We are often criticised for this—for example, in putting a “value on life” when determining what health interventions are justified, or how stringent product safety regulations should be. But it’s precisely because we, as a society, do value life—and health and happiness—that we, as economists, insist on putting a monetary value on it. The alternative would not be to save every life, or make every product or activity completely safe, because that would be physically and politically impossible—it would be to make such decisions on an arbitrary or random basis.

And this is precisely the mistake the government appears to be making now. Because we don’t buy or sell our interactions with friends and family, and they don’t directly contribute to GDP, it is putting no value on them. Usually, we don’t have to worry about this; we expect individuals to know best how to maximise their welfare, especially when it comes to their social activities.

The virus changes that—individuals’ actions have wider consequences, meaning that free choices will not be optimal from a societal perspective, and government intervention is justified. But in trying to decide how to intervene, and which of our choices it will override, the government is implicitly imposing its own value of what’s most important—GDP, rather than our social lives.

And in doing so, it is contradicting not just what outside economists say, but the Treasury’s own published guidance. The “Green Book,” the long-standing Treasury bible on how to conduct impact assessment, couldn’t be clearer: “Economic appraisal is based on the principles of welfare economics—that is, how the government can improve social welfare or wellbeing, referred to in the Green Book as social value.” Not GDP or incomes, but social value.
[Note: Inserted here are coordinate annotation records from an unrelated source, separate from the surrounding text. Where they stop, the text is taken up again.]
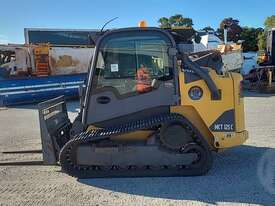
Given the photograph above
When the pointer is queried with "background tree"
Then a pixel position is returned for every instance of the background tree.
(175, 20)
(269, 23)
(208, 28)
(250, 37)
(164, 22)
(234, 29)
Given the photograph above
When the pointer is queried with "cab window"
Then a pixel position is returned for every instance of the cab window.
(133, 63)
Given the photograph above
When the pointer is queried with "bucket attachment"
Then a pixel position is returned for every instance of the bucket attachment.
(54, 128)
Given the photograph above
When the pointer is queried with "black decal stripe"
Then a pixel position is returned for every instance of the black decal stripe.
(225, 123)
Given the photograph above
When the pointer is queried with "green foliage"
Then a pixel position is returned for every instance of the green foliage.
(176, 20)
(164, 22)
(233, 27)
(262, 40)
(250, 37)
(270, 22)
(208, 28)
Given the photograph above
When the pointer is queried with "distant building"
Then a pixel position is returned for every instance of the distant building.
(209, 41)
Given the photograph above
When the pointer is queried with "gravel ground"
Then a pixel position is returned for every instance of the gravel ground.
(243, 175)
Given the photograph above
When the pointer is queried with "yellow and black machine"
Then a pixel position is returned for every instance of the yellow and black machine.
(147, 109)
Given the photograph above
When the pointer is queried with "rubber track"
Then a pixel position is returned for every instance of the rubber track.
(68, 159)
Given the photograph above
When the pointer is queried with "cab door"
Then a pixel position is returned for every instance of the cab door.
(121, 58)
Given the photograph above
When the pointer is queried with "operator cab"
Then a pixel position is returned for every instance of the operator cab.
(132, 71)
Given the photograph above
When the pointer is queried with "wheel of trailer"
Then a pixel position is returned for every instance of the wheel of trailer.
(183, 136)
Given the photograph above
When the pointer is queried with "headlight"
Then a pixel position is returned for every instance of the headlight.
(195, 93)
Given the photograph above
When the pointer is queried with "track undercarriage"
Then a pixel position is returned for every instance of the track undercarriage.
(96, 153)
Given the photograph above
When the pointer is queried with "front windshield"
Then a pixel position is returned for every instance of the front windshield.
(120, 58)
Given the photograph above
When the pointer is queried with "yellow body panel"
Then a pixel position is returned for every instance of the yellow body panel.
(210, 110)
(203, 112)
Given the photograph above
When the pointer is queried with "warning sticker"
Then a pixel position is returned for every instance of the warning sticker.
(114, 67)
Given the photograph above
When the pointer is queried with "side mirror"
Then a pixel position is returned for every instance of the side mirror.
(154, 84)
(80, 90)
(81, 93)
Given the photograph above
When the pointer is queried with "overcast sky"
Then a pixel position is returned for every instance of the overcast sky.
(16, 15)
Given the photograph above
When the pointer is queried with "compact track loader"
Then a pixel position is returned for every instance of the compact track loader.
(163, 120)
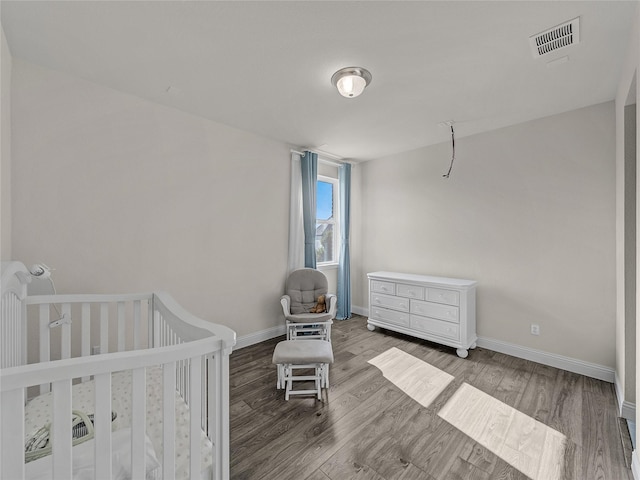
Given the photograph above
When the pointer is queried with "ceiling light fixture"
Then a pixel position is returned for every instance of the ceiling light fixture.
(351, 81)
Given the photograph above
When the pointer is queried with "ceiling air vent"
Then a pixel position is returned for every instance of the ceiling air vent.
(561, 36)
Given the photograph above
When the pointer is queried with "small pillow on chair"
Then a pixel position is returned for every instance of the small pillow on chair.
(321, 305)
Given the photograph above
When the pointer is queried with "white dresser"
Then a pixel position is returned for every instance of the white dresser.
(439, 309)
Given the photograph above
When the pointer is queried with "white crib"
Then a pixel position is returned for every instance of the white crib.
(57, 348)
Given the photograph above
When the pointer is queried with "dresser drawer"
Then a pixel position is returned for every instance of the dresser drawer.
(383, 287)
(410, 291)
(435, 327)
(439, 295)
(396, 303)
(390, 316)
(436, 310)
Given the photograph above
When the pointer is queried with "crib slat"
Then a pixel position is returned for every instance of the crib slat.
(195, 370)
(65, 346)
(121, 331)
(61, 429)
(85, 346)
(11, 418)
(168, 422)
(215, 414)
(138, 422)
(102, 422)
(44, 341)
(104, 328)
(136, 325)
(156, 330)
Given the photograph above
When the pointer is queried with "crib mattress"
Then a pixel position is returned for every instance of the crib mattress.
(38, 414)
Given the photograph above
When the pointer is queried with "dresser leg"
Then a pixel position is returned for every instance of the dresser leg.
(462, 352)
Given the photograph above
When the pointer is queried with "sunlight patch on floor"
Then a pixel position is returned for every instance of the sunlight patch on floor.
(523, 442)
(418, 379)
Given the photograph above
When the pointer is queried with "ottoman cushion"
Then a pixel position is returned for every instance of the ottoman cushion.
(300, 352)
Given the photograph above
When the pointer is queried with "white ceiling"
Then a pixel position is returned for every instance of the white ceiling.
(265, 67)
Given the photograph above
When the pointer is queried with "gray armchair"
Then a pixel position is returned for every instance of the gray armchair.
(302, 290)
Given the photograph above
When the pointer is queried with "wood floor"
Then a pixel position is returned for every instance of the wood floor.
(368, 428)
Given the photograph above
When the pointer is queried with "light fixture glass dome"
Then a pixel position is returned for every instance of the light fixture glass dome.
(351, 81)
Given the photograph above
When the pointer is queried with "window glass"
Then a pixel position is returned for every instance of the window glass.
(326, 221)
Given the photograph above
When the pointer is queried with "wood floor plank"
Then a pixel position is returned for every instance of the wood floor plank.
(368, 428)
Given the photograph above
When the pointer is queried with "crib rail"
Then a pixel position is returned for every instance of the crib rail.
(82, 337)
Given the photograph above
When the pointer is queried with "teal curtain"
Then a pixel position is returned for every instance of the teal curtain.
(309, 167)
(344, 266)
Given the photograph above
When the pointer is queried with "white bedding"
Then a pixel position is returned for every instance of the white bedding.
(38, 414)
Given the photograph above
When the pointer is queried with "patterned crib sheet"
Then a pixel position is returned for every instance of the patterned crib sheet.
(38, 414)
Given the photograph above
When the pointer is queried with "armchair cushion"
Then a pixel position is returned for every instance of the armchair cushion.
(303, 287)
(332, 305)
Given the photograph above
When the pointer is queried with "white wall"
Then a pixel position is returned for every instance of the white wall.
(626, 225)
(529, 212)
(121, 194)
(5, 149)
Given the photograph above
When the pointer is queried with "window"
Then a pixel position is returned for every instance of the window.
(327, 224)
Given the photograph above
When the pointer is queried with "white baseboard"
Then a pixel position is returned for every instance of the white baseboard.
(261, 336)
(574, 365)
(360, 311)
(625, 409)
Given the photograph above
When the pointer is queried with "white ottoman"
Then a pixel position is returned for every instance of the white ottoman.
(297, 354)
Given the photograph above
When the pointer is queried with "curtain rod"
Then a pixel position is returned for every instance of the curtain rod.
(320, 159)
So the government cannot justify its choices here by pointing to the economy or economists. Quite the contrary. A proper impact assessment of these new rules would have measured the value of the damage they will do, and have contrasted that with alternatives which might have reduced GDP by more but reduced our overall welfare by less.

How do you do that? How do you value a family dinner, a birthday party, a hug? It’s not easy. But it’s not impossible. Indeed, the UK has been a world leader in undertaking some of the basic research and data collection that would allow us do this; during the pandemic, for example, the ONS has been conducting a weekly Opinions and Lifestyle Survey which contains a wealth of data on the impact of both Covid-19 and the lockdown on our happiness, wellbeing and life satisfaction.

There’s no evidence that the government has even thought about any of these issues—as opposed to the perceived need to maximise GDP—while devising the latest measures. It’s doing what it thinks is best for the economy, but ignoring what economists say and what economics teaches us is best for society.

I don’t claim to know the precise mix of restrictions that best balance the government’s health, economic and social objectives. But the choice to put GDP over the wider interests and wellbeing of society is a political choice, not an economic imperative.